Você acha que o Rio é uma cidade insegura por causa da violência das quadrilhas de traficantes de drogas que dominam as favelas da cidade? Pois saiba que a reunião da Comissão Latino-Americana sobre Drogas e Democracia - que apresentou ontem seu relatório final propondo a descriminalização do uso pessoal da maconha como maneira de reduzir a demanda e o tratamento dos viciados como uma questão de saúde pública - foi realizada num hotel do Rio porque, na última hora, os promotores do encontro, que estava marcado para a Cidade do México, não se sentiram em condições de garantir a segurança dos participantes, entre eles os ex-presidentes do Brasil, Fernando Henrique Cardoso, César Gaviria, da Colômbia e Ernesto Zedillo, do próprio México, que dividem a presidência da comissão.
Este é um exemplo da gravidade da situação que afeta do México nesse momento, muito semelhante à vivida pela Colômbia anos atrás. A proposta da comissão faz parte de um projeto maior da Organização das Nações Unidas (ONU) de rever os últimos dez anos da política de combate às drogas no mundo, e será debatida junto com outras numa reunião ministerial em Viena, na Áustria, em março.
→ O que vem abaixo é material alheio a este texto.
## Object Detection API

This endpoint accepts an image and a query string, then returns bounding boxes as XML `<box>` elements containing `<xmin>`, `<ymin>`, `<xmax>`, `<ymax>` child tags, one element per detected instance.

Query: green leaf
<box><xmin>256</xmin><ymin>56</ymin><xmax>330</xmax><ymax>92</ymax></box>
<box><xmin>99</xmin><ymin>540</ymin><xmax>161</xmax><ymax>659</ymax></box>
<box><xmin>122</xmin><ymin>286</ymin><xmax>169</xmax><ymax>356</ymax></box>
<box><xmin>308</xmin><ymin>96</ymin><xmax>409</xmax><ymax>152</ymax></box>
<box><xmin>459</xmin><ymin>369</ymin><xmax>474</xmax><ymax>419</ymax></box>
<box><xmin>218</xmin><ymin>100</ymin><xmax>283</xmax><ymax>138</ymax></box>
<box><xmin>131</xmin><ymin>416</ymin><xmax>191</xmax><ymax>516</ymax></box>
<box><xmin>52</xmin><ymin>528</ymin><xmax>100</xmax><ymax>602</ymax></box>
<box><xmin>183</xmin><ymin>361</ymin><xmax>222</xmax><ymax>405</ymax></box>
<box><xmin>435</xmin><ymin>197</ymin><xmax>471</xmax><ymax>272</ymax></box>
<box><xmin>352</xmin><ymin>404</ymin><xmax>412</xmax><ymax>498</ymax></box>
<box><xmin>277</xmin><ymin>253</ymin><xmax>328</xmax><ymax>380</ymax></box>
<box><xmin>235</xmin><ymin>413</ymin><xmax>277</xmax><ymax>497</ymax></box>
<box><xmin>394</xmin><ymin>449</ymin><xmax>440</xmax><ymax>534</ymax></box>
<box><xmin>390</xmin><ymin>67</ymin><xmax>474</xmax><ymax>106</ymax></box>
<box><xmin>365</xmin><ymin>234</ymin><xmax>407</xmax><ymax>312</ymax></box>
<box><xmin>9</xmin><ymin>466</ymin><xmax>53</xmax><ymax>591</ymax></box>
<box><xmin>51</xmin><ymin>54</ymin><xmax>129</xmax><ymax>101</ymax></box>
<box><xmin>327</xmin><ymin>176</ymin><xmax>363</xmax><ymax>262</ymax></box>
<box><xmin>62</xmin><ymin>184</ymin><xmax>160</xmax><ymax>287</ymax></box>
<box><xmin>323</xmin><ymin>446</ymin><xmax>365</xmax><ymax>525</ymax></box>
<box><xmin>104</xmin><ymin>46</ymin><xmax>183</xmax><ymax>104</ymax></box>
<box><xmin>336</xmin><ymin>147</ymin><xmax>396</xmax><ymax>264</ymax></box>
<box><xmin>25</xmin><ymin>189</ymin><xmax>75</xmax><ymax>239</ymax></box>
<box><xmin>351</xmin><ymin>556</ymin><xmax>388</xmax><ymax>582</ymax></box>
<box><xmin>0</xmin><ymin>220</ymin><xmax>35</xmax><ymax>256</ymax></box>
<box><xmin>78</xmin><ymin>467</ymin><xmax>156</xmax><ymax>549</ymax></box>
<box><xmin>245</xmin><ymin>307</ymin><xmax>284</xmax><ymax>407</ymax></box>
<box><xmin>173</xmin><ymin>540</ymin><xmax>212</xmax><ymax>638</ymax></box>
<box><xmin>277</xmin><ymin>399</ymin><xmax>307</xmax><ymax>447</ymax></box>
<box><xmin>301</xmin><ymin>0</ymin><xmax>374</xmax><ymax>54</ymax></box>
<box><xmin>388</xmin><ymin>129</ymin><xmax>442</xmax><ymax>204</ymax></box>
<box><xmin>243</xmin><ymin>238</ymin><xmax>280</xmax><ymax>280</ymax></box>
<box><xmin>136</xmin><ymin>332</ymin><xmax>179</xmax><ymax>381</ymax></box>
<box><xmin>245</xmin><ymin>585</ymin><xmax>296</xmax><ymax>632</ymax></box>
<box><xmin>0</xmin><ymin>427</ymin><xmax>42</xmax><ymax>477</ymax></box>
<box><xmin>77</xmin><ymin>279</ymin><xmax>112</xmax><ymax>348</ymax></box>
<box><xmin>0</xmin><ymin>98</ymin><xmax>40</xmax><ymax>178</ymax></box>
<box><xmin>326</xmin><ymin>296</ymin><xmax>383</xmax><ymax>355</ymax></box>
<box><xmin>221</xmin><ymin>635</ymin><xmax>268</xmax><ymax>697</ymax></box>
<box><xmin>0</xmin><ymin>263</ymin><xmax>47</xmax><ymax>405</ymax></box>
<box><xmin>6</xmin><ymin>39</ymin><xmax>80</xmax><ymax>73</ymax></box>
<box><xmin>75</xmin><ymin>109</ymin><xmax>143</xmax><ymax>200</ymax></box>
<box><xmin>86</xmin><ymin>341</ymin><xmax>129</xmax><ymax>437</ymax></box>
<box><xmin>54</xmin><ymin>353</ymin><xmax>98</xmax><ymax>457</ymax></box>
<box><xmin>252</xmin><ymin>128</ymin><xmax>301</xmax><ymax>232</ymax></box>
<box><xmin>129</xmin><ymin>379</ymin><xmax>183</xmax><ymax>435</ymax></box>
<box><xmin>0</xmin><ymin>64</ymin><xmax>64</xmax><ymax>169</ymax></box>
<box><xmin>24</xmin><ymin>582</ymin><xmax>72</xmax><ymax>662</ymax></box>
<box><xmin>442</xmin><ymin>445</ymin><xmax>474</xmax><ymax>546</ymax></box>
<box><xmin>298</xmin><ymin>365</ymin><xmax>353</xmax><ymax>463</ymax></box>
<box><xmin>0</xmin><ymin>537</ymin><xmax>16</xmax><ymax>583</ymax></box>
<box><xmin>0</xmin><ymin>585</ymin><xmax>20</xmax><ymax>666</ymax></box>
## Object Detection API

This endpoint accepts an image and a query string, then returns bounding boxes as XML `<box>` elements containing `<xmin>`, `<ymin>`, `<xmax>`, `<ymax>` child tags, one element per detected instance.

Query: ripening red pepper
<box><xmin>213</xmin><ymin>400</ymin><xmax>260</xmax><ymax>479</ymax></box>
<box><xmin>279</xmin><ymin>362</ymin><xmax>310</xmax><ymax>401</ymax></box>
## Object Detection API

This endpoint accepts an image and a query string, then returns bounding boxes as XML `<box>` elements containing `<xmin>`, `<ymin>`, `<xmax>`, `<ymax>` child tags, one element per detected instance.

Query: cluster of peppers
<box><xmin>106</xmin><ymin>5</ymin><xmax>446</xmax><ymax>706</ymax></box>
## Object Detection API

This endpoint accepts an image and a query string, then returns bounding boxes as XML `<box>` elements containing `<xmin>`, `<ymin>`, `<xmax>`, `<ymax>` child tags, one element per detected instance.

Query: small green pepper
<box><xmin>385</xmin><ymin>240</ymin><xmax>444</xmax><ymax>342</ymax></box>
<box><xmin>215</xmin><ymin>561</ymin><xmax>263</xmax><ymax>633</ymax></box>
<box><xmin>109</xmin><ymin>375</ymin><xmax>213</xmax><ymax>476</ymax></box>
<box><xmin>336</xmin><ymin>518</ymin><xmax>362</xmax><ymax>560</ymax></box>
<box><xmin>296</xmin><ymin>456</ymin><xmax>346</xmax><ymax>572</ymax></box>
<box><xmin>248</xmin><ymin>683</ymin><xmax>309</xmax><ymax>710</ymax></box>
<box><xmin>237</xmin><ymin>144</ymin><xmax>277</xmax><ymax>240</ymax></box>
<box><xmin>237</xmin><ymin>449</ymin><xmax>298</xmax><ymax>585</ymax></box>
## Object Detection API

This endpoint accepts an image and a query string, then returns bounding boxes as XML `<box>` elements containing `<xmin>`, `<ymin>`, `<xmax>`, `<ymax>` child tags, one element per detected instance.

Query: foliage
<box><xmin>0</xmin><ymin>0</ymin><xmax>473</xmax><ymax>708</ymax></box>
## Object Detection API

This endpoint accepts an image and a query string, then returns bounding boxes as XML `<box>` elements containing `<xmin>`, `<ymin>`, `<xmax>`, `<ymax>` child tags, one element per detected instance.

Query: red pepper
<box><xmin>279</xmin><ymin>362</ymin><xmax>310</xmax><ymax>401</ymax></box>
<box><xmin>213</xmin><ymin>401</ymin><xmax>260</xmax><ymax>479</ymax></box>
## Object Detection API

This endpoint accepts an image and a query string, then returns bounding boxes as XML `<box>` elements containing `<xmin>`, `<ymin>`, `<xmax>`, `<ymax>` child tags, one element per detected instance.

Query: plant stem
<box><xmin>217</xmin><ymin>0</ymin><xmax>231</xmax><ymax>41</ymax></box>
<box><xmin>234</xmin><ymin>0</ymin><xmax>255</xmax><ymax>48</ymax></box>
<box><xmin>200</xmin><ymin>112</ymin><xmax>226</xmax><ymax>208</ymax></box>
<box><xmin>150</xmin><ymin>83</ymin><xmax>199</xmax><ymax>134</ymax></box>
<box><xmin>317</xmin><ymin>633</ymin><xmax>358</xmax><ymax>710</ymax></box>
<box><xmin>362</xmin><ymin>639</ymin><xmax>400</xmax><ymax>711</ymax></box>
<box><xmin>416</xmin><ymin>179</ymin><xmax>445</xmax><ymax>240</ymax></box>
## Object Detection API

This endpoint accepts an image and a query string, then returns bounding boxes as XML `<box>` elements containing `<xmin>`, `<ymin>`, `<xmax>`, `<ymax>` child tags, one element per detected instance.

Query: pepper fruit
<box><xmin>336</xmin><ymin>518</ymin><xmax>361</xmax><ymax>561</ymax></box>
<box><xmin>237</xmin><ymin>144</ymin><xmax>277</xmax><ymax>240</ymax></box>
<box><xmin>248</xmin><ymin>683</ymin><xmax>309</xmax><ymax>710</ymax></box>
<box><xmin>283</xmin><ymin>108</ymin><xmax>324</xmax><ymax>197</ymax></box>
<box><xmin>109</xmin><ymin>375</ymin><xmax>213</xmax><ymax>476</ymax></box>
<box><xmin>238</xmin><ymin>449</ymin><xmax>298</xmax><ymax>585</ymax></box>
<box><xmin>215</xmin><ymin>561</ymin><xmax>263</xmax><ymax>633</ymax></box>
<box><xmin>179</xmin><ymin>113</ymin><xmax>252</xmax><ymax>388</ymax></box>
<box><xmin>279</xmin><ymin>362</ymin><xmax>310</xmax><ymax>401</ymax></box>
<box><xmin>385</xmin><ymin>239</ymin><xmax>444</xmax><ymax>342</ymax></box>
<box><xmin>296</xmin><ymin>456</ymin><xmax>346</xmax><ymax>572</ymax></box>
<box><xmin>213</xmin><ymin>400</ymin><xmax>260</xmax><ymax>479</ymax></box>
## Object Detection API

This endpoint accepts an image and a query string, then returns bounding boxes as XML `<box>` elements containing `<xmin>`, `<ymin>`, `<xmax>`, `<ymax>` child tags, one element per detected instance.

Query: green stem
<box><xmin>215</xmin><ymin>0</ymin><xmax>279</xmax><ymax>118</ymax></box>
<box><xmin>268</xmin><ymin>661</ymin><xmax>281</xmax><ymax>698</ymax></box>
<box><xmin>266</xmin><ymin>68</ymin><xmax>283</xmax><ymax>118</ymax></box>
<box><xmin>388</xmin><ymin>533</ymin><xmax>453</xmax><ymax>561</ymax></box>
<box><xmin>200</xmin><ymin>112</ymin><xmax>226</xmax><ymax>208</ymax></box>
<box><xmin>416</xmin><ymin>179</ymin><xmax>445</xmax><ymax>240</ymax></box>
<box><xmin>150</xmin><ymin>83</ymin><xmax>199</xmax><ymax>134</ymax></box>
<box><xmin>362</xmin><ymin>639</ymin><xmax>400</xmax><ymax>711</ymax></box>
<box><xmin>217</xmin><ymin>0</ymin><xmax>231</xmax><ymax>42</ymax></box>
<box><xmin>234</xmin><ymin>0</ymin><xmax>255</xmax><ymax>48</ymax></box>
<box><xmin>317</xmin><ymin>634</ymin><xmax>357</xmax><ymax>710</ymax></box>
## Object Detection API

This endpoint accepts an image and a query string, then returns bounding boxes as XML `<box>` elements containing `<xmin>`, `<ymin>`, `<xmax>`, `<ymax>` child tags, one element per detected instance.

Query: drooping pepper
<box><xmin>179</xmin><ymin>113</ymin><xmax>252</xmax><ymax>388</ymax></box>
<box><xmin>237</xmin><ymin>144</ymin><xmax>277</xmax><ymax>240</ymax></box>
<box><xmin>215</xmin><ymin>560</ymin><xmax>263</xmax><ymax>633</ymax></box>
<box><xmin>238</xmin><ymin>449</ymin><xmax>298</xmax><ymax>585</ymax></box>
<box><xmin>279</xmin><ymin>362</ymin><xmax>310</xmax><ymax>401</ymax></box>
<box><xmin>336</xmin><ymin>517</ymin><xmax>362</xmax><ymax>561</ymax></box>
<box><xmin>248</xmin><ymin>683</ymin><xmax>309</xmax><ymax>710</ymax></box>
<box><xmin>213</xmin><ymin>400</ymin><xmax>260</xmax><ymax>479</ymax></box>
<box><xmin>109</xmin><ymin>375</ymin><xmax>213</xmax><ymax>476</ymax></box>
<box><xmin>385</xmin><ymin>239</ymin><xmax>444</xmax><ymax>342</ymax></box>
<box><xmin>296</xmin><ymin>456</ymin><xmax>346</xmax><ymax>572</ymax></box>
A região está em sintonia com a maior parte do mundo na condenação da política de repressão militarizada que vem predominando nos últimos anos por pressão principalmente dos Estados Unidos, com o apoio da Rússia e do Japão.
No momento há um intenso lobby internacional para engajar a nova administração de Barack Obama nesse esforço para que a visão mais liberal prevaleça, sem abandonar o "combate implacável" ao tráfico.
A tese básica é que a política de combate ao tráfico tem sido custosa e ineficiente, inclusive para os Estados Unidos, seu grande mentor. O gasto anual subiu de US$10 bilhões nos anos 1980 para US$35 bilhões atualmente. Em 30 anos, o número de presos condenados por crimes relacionados com as drogas subiu de menos de 50 mil para 500 mil, representando um em cada quatro presos nos Estados Unidos.
Enquanto isso, o preço das drogas está estabilizado ou decrescente, e o consumo não é reduzido. Os estudos mostram que o tráfico de drogas, além de tudo, induz a outros tipos de crime.
A comissão propõe a descriminalização da maconha por ser esta a droga de uso amplamente majoritário no mundo, e, ao mesmo tempo, cujos malefícios podem ser comparados aos do álcool e do tabaco. Este debate teria o dom de quebrar o tabu que o tema representa.
Segundo estatísticas, a média internacional de homicídios por 100 mil habitantes é de 5,98 em países não produtores de drogas, enquanto nos produtores sobe para 17,05.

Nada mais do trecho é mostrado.